Elle m’a tellement partagé, c’était passionnant ! J’ai vraiment adoré ce moment où j’ai pu m’imprégner de sa vie, de son passé tout en sachant ce qu’elle est devenue. Avec mon regard d’inconnu, cela nous a invité à faire quelques liens entre son enfance où la famille a eu une grande place et sa vie d’aujourd’hui si singulière.
Concernant la maison, elle m’a raconté que c’est une maison de famille qui appartenait à ses grands-parents. Deux maisons accolées ont été construites pour que différents membres de la famille vivent ensemble. Aujourd’hui, c’est la famille de Francesca qui occupe ces deux maisons. Durant la première vague du Covid19 sa région a été très durement touchée par le virus. Cette période a été terrible pour la région de Milan et la famille a été marquée par cette période. Mais la configuration des maisons jumelles a été très pratique :
En février 2020, Francesca était en mission au Bangladesh et est rentrée fin février quand l’épidémie du Covid19 a commencé à flamber en Italie du nord. L’Italie était confiné et elle s’est engagée dans la protection civile en renfort. La maison était conçue de façon à ce qu’ils puissent s’isoler des autres en cas de contamination. Vu que tout est en double, une personne pouvait rester seule, dans une partie de la maison, avec toutes les commodités. A ce moment-là, ils l’ont tous eu les uns après les autres, à des degrés plus ou moins graves.

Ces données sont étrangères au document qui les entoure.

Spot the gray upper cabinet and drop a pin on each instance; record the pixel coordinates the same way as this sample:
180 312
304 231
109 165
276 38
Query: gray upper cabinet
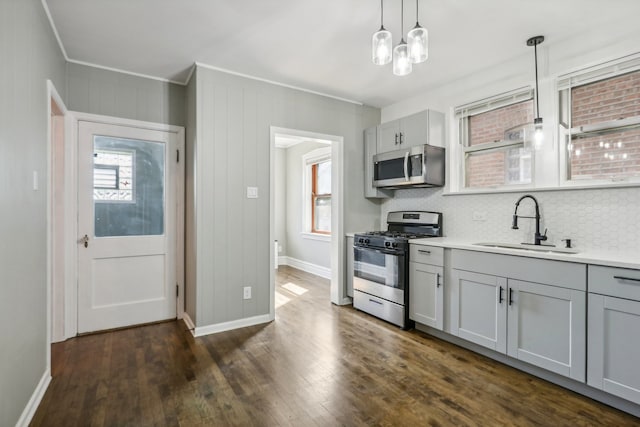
614 319
425 127
370 150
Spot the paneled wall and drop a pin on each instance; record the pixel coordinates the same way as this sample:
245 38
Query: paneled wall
29 55
234 115
98 91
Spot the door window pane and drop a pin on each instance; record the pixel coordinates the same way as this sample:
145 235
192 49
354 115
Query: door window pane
128 181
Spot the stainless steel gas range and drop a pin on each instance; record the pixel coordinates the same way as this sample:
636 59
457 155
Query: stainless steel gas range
381 264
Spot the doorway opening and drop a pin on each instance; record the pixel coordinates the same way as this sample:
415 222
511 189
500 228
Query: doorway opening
306 209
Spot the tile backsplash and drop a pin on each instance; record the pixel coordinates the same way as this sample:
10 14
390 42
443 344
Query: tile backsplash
607 219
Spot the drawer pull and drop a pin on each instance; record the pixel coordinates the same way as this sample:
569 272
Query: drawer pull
626 278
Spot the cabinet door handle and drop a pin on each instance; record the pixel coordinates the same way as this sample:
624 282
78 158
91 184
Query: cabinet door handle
631 279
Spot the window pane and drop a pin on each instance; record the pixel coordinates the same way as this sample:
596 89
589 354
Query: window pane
323 178
322 216
491 126
615 155
604 100
499 167
128 187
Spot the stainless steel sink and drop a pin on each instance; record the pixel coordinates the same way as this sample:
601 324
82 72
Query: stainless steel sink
523 247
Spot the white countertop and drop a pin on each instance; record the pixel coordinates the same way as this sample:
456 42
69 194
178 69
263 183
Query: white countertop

Après cette belle balade sous le ciel grisonnant, nous sommes rentrées. Renato me propose qu’on aille s’occuper des animaux. Allez hop, nous nous en allons déplacer les ânes d’un enclos à un autre. Polone est toujours aussi excitée et sa maman toujours aussi mignonne. Ils sont tout doux, surtout leurs grandes oreilles. Renato leur donne des grosses fourches bien remplies de paille. Il fait nuit, j’éclaire Renato qui travaille à la lampe torche. Ensuite, nous nous en allons voir les vaches, c’est au leur de manger pour elle. Renato me parle vite en italien, des fois c’est pour me dire ce que je dois faire, mais je ne comprends rien. Bon, nous n’avons pas fini mangé par les vaches donc ça va, j’ai pas du faire trop de bêtises.
En rentrant, Francesca m’a expliqué son métier et sa vie au Kenya. Francesca est une bonne oratrice. Elle marque des temps de pause, elle sait capter son auditoire. Elle est pédagogie, prend le temps d’expliquer les choses pour bien comprendre et elle s’intéresse à beaucoup de choses. Elle se pose beaucoup de questions…. elle a envie de tout comprendre. J’aime bien parler avec elle ! Je n’ai pas hésité à poser les questions qui me venaient à l’esprit pour bien tout comprendre de sa vie là-bas. Nous avons de nouveau parlé peut-être une ou deux heures dans la cuisine. Puis je réalise que c’est mon dernier soir dans cette famille et que je dois préparer mes affaires mais surtout préparer le cadeau pour la famille. Heureusement, on mange un peu tard ce soir, j’ai pu prendre le temps de préparer ma surprise.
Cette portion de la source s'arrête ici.